Enquanto isso, pergunto a Rubens o que fizeram para conseguir furtar o equipamento e me surpreendo com a resposta: Elisa e Suzana fingiram uma briga em baixo de uma câmera, próxima ao gramado que usamos como refúgio. Em certo momento, Suzana ergueu uma pedra na direção de Elisa e lançou, acertando em cheio a câmera, que se abriu e partes dela caíram no chão; as duas saíram correndo, deixando a brecha para Rubens, que discretamente apanhou a placa no chão.

– O qual foi o motivo da briga? – pergunto, fazendo os olhos de Rubens virarem semicerrados.

– Você.

– Como assim? – inclino o pescoço.

– Suzana acusou Elisa de te roubar dela e por aí vai... você sabe o resto, elas começaram a falar coisa com coisa e quando vi estava com a placa no meu bolso.

– Aí, Pedro, arrasando corações! – diz Charles sem tirar os olhos da tela.

– Está bem, não preciso saber mais. Temos a placa e é isso que importa.

– – –

Pouco antes do jantar, Charles anuncia que a placa já está configurada para o sinal do nosso computador.

– Então agora... instalamos ela no armário? – pergunto.

– Não, podemos abusar de um tempinho ainda. Estou fazendo um presente para Félix – diz Charles.

– Um presente? – Rubens pergunta.

– É uma surpresa, vocês verão.

Após o jantar, nos quiosques mais isolados, contamos para as meninas. Todos estão confiantes, mas as dúvidas a respeito de Nícolas persistem.

– Eu garanto que ele quer nos ajudar. Eu jamais confiaria nele se não tivesse certeza, jamais colocaria vocês em risco se eu tivesse alguma dúvida sobre ele. Preciso que confiem em mim, assim com confio em vocês.

– Ele te deu aquela carta, é lógico que tem alguma a mais, mas é melhor darem um tempo para o Pedro – Suzana ergue o queixo, mirando especialmente Rubens. – Quando chegar a hora, nós saberemos, mas agora é o nosso momento de agir.

Nessa noite não tenho problemas para dormir, os sintomas já melhoraram bastante. A única coisa que me acorda é uma luz azulada dispersando-se pelo quarto – Charles está sentado em sua cama, pescoço encurvado sobre o pequeno computador.

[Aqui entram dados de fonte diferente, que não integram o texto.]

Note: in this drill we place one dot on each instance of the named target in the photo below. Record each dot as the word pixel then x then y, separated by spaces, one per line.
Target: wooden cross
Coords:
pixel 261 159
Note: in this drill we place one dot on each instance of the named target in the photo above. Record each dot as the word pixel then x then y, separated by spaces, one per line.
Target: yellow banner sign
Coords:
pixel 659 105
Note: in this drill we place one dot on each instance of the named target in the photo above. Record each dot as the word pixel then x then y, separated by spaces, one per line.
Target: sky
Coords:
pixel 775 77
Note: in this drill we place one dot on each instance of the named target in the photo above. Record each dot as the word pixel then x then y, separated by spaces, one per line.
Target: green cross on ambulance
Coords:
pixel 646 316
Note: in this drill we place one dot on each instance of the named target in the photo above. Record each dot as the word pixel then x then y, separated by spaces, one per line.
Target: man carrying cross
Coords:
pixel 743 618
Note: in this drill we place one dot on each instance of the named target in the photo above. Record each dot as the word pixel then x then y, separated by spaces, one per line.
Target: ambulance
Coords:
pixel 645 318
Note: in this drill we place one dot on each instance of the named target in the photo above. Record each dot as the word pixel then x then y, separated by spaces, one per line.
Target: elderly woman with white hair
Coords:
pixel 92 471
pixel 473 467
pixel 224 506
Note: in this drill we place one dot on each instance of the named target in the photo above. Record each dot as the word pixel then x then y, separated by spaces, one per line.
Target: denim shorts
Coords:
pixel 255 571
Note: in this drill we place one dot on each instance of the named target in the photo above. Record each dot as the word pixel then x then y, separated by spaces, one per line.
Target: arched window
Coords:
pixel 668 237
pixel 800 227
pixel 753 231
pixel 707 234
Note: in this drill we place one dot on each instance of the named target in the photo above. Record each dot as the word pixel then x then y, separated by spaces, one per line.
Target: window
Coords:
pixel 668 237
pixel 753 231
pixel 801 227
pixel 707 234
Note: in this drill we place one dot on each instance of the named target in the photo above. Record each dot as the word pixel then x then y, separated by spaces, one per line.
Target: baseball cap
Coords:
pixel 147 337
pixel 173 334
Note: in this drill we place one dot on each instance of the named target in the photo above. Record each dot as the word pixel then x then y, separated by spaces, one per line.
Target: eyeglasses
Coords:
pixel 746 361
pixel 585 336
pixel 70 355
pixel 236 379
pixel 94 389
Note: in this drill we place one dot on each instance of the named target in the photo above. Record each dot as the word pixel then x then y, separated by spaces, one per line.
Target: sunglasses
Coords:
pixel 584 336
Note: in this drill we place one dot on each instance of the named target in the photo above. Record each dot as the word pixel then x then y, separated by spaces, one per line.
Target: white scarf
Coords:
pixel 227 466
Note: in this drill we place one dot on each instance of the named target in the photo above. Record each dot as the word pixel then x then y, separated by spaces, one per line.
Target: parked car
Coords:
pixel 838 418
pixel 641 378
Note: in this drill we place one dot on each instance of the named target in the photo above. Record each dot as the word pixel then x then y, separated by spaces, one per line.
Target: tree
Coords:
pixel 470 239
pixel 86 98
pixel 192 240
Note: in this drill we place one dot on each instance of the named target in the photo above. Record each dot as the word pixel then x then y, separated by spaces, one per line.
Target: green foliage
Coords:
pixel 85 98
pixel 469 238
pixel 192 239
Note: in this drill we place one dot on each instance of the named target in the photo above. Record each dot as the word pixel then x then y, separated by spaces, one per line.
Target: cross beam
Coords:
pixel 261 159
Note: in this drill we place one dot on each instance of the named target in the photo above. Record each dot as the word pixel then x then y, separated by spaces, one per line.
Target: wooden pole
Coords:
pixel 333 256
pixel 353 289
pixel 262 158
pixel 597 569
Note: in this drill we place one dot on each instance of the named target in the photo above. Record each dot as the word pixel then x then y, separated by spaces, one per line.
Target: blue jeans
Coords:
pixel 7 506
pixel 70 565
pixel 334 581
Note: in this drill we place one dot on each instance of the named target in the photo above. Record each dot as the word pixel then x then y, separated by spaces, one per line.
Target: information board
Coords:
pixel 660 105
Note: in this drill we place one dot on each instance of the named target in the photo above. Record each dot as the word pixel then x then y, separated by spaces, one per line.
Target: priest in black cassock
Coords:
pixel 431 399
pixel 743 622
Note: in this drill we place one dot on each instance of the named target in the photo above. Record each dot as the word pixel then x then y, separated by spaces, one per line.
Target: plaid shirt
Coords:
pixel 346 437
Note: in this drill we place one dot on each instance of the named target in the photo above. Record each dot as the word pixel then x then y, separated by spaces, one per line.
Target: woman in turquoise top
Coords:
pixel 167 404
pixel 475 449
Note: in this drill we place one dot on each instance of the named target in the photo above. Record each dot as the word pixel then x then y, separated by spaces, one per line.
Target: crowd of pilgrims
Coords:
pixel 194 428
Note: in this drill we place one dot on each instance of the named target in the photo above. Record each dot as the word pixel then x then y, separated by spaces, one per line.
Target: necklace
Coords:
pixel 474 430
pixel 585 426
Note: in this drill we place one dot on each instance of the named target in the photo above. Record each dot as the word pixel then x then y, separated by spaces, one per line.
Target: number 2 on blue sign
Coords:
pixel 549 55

Acordamos bem cedo no outro dia, duas horas antes do toque de recolher acabar. Pelo vidro da porta da sacada observo a luz da chama no mastro – segundo Nícolas, aquilo é falso, não é nada mais do que um item para nos torturar. Viro-me de costas e saio. Já decidi fazer minha própria esperança.

Ouvimos um leve ruído – a tela se liga e as cornetas tocam, praticamente ignoramos o acontecimento. Quando estou quase chegando na cozinha para pegar um copo de água, Rubens me chama de volta, os olhos de Charles fugiram do computador e fitam a TV. Félix está na cena, sentado na frente de sua estante cheia de livros.

– Atenção, Renegados. Nesse mês não haverá aulas. Quando injetamos o soro em vocês, alguns receberam outra coisa: um Renegado de cada andar dos prédios residenciais foi infectado com uma variação da V-5, uma variação nociva, mas não facilmente transmissível. Agora vocês tem de descobrir quem do seu andar está contaminado e os outros que não estiverem terão de buscar a cura. Com os cumprimentos da Arena, provem seu valor!

A TV se desliga.

Olho para Charles e Rubens, tão desacreditados quanto eu. Em nosso andar, só resta nós três.

Rubens desvia os olhos de mim, fechando-os. Sei o que se passa na cabeça dele porque é o mesmo que se inflama na minha: por todo o mal que passei nos últimos dois dias sou eu o contaminado.